La grande salle du Théâtre Jean-Duceppe était pleine jeudi soir dernier pour ce Match, qui a ouvert la 20e saison de son directeur artistique, Michel Dumont.

Malgré des réserves quant au jeu de certains acteurs, Michel Poirier signe ici une mise en scène précise et imaginative, tout en relevant le défi d'occuper tout l'espace scénique transformé pour l'occasion en appartement new-yorkais, dans un décor parfaitement réaliste.

L'histoire tient en quelques lignes. Un jeune couple, Mike et Lisa, sollicite un ex-danseur et chorégraphe-étoile, Tobi Powell, pour une entrevue. Sous prétexte qu'elle (Lisa) rédige une thèse sur l'avenir de la danse contemporaine.
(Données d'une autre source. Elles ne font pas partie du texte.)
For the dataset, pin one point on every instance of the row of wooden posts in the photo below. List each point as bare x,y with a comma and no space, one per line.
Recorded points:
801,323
Mais l'entrevue vire rapidement à l'interrogatoire. Et dérive sur les habitudes (bi)sexuelles du vieil homme dans les années 50. Acculé au pied du mur, l'exubérant sexagénaire se rend compte des motifs véritables de cette visite.

Lalonde brille, les autres moins

Le rôle de Tobi semble avoir été écrit spécifiquement pour Robert Lalonde, qui porte littéralement la pièce sur ses épaules. Avec grâce, gravité et humour. Même son physique évoque l'ancienne gloire du danseur élancé. À la fois viril et efféminé.
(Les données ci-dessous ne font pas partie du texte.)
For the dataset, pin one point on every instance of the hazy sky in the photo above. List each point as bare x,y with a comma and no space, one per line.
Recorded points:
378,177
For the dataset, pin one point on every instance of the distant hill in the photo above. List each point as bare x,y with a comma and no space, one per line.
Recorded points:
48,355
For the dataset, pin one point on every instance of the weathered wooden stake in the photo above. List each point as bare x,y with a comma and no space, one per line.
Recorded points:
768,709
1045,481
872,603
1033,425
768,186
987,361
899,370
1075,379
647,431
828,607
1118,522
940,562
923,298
Malgré quelques tics de langage et de langue (qui balaie continuellement l'intérieur de sa bouche), le comédien déploie une énergie et une sensibilité extraordinaires pour camper cet homme seul, qui a fui ses responsabilités pour se consacrer à sa carrière.
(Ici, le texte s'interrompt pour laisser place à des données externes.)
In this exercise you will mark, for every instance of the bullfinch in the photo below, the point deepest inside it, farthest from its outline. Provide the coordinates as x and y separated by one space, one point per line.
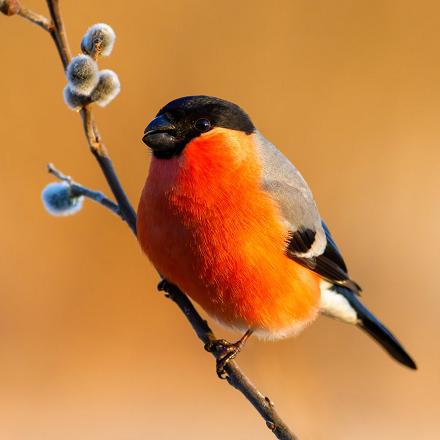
226 217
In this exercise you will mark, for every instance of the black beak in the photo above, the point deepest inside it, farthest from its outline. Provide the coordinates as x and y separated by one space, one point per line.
160 134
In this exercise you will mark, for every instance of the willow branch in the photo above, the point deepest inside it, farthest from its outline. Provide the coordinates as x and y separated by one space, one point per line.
123 208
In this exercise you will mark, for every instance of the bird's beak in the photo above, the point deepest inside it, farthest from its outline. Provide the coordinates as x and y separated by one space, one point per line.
160 134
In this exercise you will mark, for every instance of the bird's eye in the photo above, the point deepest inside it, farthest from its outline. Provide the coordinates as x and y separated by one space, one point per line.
203 125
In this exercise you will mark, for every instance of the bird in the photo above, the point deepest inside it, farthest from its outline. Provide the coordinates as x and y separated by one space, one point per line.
227 218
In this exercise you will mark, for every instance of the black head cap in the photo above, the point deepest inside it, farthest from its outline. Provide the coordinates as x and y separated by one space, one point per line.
186 118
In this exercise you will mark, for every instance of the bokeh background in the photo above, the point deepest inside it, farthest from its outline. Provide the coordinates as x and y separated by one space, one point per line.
350 91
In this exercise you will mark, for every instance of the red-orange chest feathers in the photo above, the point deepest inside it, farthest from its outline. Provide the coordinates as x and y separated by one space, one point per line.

Sa présence immense sur scène nous fait apprécier toutes les variantes du texte de l'Américain Stephen Belber (The Laramie Project), qui commence lentement, mais débouche sur des avenues assez intéressantes. Du début à la fin de cette intrigue familiale, Robert Lalonde se fond à son personnage égoïste mais repentant.

Marie-Chantal Perron et Alexandre Goyette n'ont pas la même subtilité de jeu que leur aîné. Durant la première partie de la pièce, le couple nous donne beaucoup trop d'indices sur ses intentions véritables. De façon assez maladroite, d'ailleurs.

Une fois le chat sorti du sac, le couple fait dans l'excès. D'abord lui, dans son interprétation d'une brute homophobe et colérique. Ses agressions verbales sont à peine crédibles. Nous sommes bien sûr au théâtre, mais la rage du fils, sans nuances, ne parvient pas tout simplement pas à nous émouvoir.

Pareil pour le personnage de Lisa, complice de son homme et instigatrice de leur projet «machiavélique», qui retourne sa veste contre lui. Ses airs, affecté et triste, ne sont guère plus crédibles. Ses épanchements et son admiration pour le chorégraphe relèvent de l'improbable.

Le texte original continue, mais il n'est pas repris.